Non content de servir un pitch bas du plafond, Sulfures carbure en pilotage automatique. Rien n’est crédible dans ce morceau de péloche proprement dégueulasse, l'ensemble cumulant les incohérences par paquets. A commencer par un développement des personnages fleurant le je-m’en-foutisme à plein nez. Jeu de chaises musicales entre les psychopathes, protagonistes d’une affligeante débilité, caricatures navrantes – le flic « so english » à la dégaine minable et au discours faisandé –, Sulfures dresse un impressionnant panel de protagonistes difficilement crédibles. Un constat d’autant plus notable que ces derniers se voient desservis par des lignes de dialogues d’une nullité crasse. Le tout garde au moins le mérite de divertir, tant les revers de situations et autres tentatives de twists sonnent faux. Avec seulement 76 minutes au compteur, Kelly Smith ne se soucie pas vraiment de la bêtise de son script, et se contente de fusiller tout le monde à un rythme effréné.

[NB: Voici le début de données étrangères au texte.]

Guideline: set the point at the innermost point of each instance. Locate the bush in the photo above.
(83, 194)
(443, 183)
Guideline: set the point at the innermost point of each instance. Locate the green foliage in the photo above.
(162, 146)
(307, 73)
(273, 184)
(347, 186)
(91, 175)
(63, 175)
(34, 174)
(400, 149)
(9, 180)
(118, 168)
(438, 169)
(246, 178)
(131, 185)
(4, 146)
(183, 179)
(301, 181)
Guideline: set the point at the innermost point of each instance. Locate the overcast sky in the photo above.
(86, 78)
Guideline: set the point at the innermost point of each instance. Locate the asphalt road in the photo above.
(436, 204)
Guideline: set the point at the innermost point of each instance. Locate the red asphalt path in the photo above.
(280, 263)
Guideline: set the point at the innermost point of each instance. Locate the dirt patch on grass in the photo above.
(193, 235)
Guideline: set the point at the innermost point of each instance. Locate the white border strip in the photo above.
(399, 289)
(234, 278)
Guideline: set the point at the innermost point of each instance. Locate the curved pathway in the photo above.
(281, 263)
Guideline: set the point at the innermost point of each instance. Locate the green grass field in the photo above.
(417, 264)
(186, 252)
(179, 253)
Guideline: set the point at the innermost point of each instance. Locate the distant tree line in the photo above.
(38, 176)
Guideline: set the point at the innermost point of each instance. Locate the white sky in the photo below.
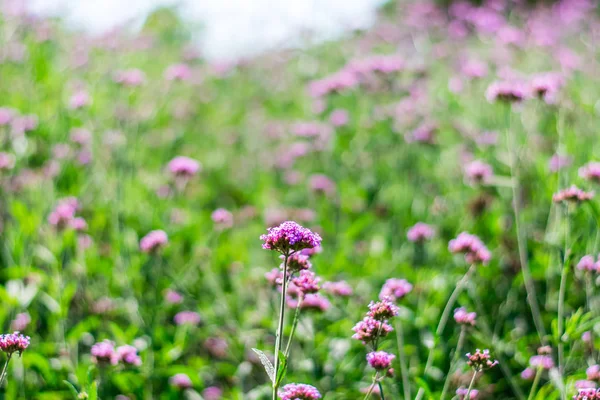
(230, 27)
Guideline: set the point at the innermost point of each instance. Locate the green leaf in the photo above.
(72, 389)
(266, 363)
(281, 371)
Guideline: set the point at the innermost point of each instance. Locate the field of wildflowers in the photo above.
(407, 213)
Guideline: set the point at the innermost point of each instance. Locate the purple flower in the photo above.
(128, 355)
(420, 232)
(299, 391)
(369, 330)
(461, 316)
(341, 288)
(187, 318)
(506, 91)
(572, 195)
(212, 393)
(184, 166)
(153, 241)
(173, 297)
(473, 248)
(480, 360)
(306, 282)
(461, 393)
(181, 381)
(478, 172)
(104, 353)
(222, 218)
(591, 172)
(290, 237)
(380, 360)
(382, 310)
(13, 342)
(395, 289)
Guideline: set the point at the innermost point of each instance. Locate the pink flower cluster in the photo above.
(572, 195)
(395, 289)
(380, 360)
(299, 391)
(105, 353)
(420, 232)
(473, 248)
(591, 171)
(462, 317)
(480, 360)
(290, 237)
(13, 342)
(153, 241)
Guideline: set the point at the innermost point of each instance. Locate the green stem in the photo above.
(4, 370)
(457, 352)
(536, 381)
(402, 359)
(279, 336)
(468, 395)
(294, 325)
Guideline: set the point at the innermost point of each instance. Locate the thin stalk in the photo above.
(521, 239)
(4, 370)
(444, 320)
(402, 359)
(294, 325)
(457, 353)
(468, 395)
(536, 381)
(372, 386)
(279, 336)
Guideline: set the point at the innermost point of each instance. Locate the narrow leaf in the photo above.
(266, 363)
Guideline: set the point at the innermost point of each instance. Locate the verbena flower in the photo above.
(153, 241)
(461, 316)
(369, 330)
(395, 289)
(290, 237)
(299, 391)
(420, 232)
(380, 360)
(572, 195)
(382, 310)
(181, 381)
(480, 360)
(104, 353)
(13, 342)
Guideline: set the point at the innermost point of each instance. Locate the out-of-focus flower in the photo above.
(290, 237)
(572, 195)
(395, 289)
(341, 288)
(153, 241)
(104, 353)
(420, 232)
(591, 171)
(369, 330)
(380, 360)
(187, 318)
(181, 381)
(478, 172)
(128, 355)
(184, 166)
(480, 360)
(461, 316)
(299, 391)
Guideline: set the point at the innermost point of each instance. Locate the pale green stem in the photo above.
(279, 336)
(402, 358)
(457, 352)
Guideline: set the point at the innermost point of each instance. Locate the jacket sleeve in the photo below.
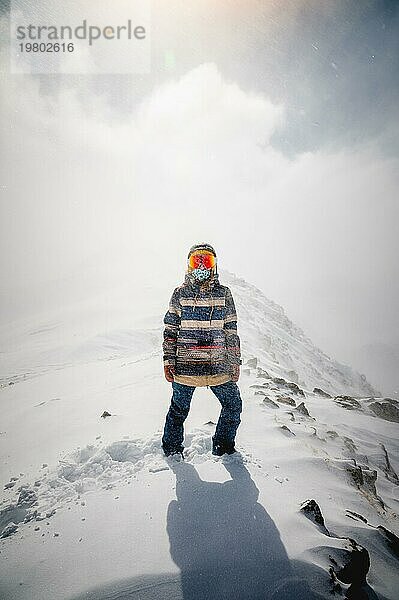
(230, 329)
(171, 321)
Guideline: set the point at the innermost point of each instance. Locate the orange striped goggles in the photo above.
(203, 260)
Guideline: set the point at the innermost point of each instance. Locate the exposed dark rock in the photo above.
(347, 402)
(385, 410)
(391, 539)
(352, 565)
(391, 401)
(295, 388)
(312, 511)
(286, 400)
(263, 373)
(252, 363)
(303, 410)
(27, 498)
(279, 380)
(350, 444)
(388, 469)
(321, 392)
(356, 516)
(364, 478)
(287, 430)
(9, 530)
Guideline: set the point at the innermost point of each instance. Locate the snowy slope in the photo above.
(90, 508)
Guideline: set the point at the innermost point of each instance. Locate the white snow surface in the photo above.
(90, 508)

Bien que dénué de climax,  de tension ou d’enjeu dramatique, Sulfures garde au moins le mérite d’éviter de sombrer dans un développement chiantissime.

 

 

Techniquement, Sulfures est à l’avenant. Déjà inintéressant dans le fond, le travail de Kelly Smith témoigne d’une réalisation de clochard. Emballé dans un format 1.85 ignoble, le métrage cumule les plans nazes – les multiples focus sur les machettes – et ne vise guère plus haut que l’esthétique propre au téléfilm allemand des seventies. Direction photo à gerber, cadrages hésitants, maquillages très moyens – les effusions de sang, complètement irréelles – inscrivent définitivement l’ensemble dans un registre Z de bas niveau.  Certes rétro dans son approche, Sulfures témoigne d’une furieuse propension à sombrer dans le has-been le plus total. A l’image des acteurs, interchangeables et complètement à côté de la plaque. Le serial-killer s’avère même involontairement drôle dans son interprétation de la folie, composée à grand renfort de bave et autres regards de gogol. Ultime. A noter que Gordon Alexander a joué dans un certain Sucker Punch. Mais que celui-ci n’a rien à voir avec la décharge d’adrénaline de Zack Snyder. Sacré argument commercial.

 

 

Vite consommé, vite oublié. Sulfures se limite à la déclinaison cheap du menu Mac Do qu’aurait pu représenter un slasher digne de ce nom. Kelly Smith livre ici un film tellement risible qu’il en devient génial. Avis aux amateurs.